Today we join many men and women, believers and non-believers, who commemorate Worker's Day, Labour Day, for those who fight for justice at work, for those – good entrepreneurs – who manage work with justice, even if they themselves lose. Two months ago I heard a businessman on the phone, here in Italy, asking me to pray for him because he didn't want to fire anyone and said, "Because firing one of them is like firing myself."

This conscience of so many good employers, who take care of workers as if they were their children. Let us pray for them. And we ask St. Joseph - with this beautiful image with the tools of work in hand - to help us fight for the dignity of work, so that there is work for all and that it is dignified work. Not slave labour. May this be our prayer today.

And work is what makes man like God, because with work man is creator, he is able to create, to create so many things, even to create a family to move forward. Man is a creator and creates with work. This is the vocation. And the Bible says that "God looked at everything he had made and found it very good." (Gen 1:31). That is, work has within itself a goodness and creates the harmony of things – beauty, goodness – and involves man in everything: in his thought, in his act, everything. Man is involved in working. It is man's first vocation: to work. And this gives dignity to man. The dignity that makes him like God. The dignity of work.

God created. (Gen 1:27). A Creator. He created the world, created man, and gave man a mission: to manage, to work, to carry on creation.
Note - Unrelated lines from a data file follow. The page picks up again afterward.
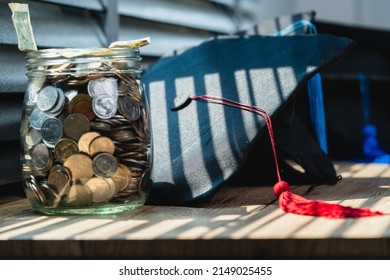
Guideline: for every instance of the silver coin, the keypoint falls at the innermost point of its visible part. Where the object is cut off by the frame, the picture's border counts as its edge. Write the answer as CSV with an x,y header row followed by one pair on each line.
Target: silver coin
x,y
37,118
32,137
52,197
129,108
104,165
34,85
103,86
51,130
76,125
35,194
57,109
104,106
47,98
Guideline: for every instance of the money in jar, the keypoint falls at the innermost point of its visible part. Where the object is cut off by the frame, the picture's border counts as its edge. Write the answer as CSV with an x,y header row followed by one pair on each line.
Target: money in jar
x,y
85,131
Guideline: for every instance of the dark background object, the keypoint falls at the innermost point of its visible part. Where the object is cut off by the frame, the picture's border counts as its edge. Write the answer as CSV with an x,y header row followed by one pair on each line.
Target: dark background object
x,y
199,147
342,98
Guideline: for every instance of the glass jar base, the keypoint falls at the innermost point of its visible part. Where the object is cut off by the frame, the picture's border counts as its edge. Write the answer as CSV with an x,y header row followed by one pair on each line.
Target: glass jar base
x,y
91,210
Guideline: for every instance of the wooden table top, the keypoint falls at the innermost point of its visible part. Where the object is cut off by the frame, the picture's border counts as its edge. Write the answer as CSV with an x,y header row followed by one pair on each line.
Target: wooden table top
x,y
237,222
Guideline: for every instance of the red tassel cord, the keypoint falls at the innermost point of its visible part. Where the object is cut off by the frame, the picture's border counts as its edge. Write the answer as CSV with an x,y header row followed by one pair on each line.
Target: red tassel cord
x,y
288,201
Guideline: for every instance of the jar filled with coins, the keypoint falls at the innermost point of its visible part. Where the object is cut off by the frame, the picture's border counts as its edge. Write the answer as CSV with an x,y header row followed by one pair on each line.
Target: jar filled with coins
x,y
85,132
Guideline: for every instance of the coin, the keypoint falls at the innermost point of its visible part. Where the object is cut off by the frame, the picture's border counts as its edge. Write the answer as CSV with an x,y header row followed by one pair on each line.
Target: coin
x,y
51,195
37,118
41,158
81,97
101,189
79,195
122,177
76,125
103,86
34,85
129,109
32,137
104,106
47,98
100,126
85,108
64,148
104,165
80,166
101,144
35,194
85,140
59,106
51,130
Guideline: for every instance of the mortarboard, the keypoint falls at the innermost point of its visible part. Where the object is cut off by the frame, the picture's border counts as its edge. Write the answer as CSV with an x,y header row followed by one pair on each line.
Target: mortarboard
x,y
198,146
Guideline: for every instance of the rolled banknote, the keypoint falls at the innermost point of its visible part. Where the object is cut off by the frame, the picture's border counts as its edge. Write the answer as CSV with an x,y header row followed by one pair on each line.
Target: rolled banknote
x,y
22,23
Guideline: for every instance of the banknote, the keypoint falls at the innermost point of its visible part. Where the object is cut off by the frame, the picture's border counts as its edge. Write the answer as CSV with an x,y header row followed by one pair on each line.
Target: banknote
x,y
22,23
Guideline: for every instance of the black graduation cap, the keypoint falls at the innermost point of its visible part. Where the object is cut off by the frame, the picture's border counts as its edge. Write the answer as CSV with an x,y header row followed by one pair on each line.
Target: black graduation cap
x,y
199,146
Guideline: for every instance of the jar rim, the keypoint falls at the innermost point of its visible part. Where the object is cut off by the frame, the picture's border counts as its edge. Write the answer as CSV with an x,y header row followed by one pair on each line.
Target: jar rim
x,y
53,53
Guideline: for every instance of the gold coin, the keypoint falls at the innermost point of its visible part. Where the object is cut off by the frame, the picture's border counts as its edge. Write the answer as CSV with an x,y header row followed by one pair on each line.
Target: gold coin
x,y
76,125
85,108
64,148
102,190
85,140
59,179
81,97
104,165
101,144
41,158
78,195
122,177
80,166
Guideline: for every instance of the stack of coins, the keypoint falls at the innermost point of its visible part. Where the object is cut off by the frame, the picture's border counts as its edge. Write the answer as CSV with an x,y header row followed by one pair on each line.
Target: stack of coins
x,y
86,138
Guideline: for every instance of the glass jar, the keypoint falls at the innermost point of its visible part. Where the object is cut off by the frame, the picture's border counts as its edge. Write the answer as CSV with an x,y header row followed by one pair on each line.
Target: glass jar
x,y
85,132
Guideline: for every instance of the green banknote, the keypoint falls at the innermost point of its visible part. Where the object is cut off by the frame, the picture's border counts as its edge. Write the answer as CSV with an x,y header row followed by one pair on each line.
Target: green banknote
x,y
21,20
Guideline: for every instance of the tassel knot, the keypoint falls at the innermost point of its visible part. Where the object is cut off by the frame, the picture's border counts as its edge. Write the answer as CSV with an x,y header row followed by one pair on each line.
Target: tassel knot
x,y
281,187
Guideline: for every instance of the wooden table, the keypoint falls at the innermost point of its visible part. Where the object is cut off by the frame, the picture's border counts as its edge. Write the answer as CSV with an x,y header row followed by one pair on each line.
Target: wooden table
x,y
238,222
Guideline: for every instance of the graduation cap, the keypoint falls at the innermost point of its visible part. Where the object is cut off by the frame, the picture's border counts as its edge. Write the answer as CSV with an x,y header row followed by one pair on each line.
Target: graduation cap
x,y
199,145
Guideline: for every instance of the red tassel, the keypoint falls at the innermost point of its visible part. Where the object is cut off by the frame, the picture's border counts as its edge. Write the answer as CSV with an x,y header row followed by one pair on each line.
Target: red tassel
x,y
289,202
296,204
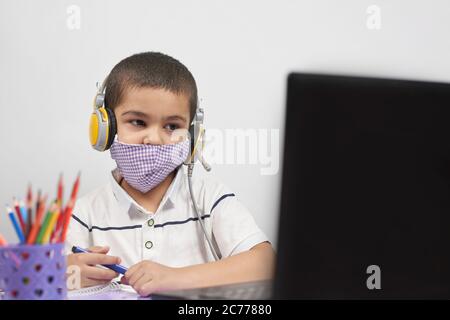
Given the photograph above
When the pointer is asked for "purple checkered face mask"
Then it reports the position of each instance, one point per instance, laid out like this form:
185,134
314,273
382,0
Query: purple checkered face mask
144,166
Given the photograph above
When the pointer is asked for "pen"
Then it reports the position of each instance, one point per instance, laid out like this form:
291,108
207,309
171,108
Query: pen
115,267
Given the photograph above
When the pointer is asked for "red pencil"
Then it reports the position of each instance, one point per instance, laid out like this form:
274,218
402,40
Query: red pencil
37,222
60,190
67,217
69,208
29,208
2,241
75,187
19,215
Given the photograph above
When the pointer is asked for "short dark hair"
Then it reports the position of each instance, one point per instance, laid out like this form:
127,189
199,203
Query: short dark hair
150,69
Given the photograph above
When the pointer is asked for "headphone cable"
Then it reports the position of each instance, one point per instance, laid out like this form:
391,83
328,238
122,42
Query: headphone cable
213,251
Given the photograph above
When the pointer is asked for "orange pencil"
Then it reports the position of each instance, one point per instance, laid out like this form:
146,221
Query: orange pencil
67,217
19,216
37,222
2,241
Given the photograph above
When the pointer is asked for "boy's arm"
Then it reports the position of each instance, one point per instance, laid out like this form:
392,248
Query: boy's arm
257,263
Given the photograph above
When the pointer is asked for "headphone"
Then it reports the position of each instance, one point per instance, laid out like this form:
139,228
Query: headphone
103,128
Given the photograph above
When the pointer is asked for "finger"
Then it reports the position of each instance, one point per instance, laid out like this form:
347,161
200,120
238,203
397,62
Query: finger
148,288
98,258
131,270
138,285
98,273
87,282
135,277
97,249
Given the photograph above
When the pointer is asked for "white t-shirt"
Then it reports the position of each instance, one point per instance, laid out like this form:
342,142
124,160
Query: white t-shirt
172,235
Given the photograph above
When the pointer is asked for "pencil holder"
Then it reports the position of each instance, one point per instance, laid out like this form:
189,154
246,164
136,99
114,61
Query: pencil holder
33,272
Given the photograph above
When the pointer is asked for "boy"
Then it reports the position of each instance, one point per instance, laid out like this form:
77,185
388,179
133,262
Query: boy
144,218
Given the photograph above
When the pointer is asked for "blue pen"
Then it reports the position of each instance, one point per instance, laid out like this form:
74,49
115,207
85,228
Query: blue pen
115,267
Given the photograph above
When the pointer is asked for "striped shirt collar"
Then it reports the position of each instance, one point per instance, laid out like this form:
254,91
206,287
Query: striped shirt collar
128,203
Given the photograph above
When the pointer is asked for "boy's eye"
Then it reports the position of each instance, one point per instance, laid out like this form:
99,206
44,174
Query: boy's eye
138,123
171,127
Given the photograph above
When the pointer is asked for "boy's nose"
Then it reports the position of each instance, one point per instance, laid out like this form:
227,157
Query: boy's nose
152,137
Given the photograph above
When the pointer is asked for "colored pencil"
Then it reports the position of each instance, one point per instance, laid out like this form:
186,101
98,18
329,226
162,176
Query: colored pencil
44,226
60,190
3,241
67,217
50,226
19,214
15,225
37,222
69,209
29,208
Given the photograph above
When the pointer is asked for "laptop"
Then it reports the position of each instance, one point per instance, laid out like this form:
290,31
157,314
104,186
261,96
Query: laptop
365,195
And the word "work" is the one that the Bible uses to describe this activity of God: "He completed the work he had been doing and rested on the seventh day from all the work he had done," (Gen 2:2), and he gave this activity to man: "You must do this, watch over this, that other, you must work with me to create this world – it is as if he said it – for it to continue." So much so that the work is only the continuation of God's work: human work is the vocation of man received from God at the end of the creation of the universe.

Today, which is the feast of St. Joseph the Worker, also the day of workers, we pray for all workers. For all of us. So that no one lacks work and that everyone is justly paid and can enjoy the dignity of work and the beauty of rest.